Read an Excerpt
From the Introduction
–
Although my kids and I didn’t climb into the van and drive off until nine
months later, our 12,000-mile American road odyssey began on September 11,
2001.
Where I was and what I was doing when the planes ripped through New York
are part of my life’s fabric. I was
outside painting the fence brown, telling my neighbor Donna that I’d plenty of
time now to do the job my 13-year-old son was supposed to have finished because
I’d just been laid off. We groused
about the economy’s sorry state and mused over whether things could get any
worse.
In the next instant,
they did. The kitchen phone
rang. It was my husband calling
from the car to tell me one of the twin towers had been hit. Mike was on the road, making sales
calls, and hadn’t seen any pictures yet.
He’d only heard the radio reports.
The paintbrush
hardened outside in the sun, pieces of cut grass sticking up like spikes in the
brown mess.
When Adam and Dana came home from school, we
gathered around the table on the deck, and began, as a family, to sort through
facts and feelings and fears.

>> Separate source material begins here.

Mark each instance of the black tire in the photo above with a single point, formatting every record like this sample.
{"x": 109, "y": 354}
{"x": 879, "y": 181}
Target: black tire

The
kids’ teachers had done a good job dispensing comfort and assurance before
sending them home. By the time they
got to us, we’d decided we had three things to communicate: they were safe and
loved; America was strong; the world’s people were
good.
To our family, this
last point was as important as the others, because our kids have been traveling
the world since they were babies.
Respect for the world’s people is part of their upbringing. This is a gift, and we’d allow no
senseless act, however brutal, nor any retaliatory distrust or intolerance, to
steal it.
My mind’s eye called up images: two Turkish teenagers kicking a soccer
ball with a 5-year-old Adam on the grounds of Topkapi Palace; Adam joining a
group of Bolivian boys in tabletop foosball during recess at Copacabana’s
school, Lake Titicaca shining at the end of the street; the kids building sand
castles with Javier and Daniel, two Belizean brothers who’d pass our hotel each
day on their way to class; Dana setting off for a bird walk, in the shadow of
Kilimanjaro, with Mike and Masai chief Zapati. These experiences enrich life and must
continue.
As the painful,
numbing slowness of the weeks immediately after September 11 yielded
to something approximating normalcy, I regained enough focus to give the future
some thought. That future had us
traveling again, but this time, we’d get to know our America.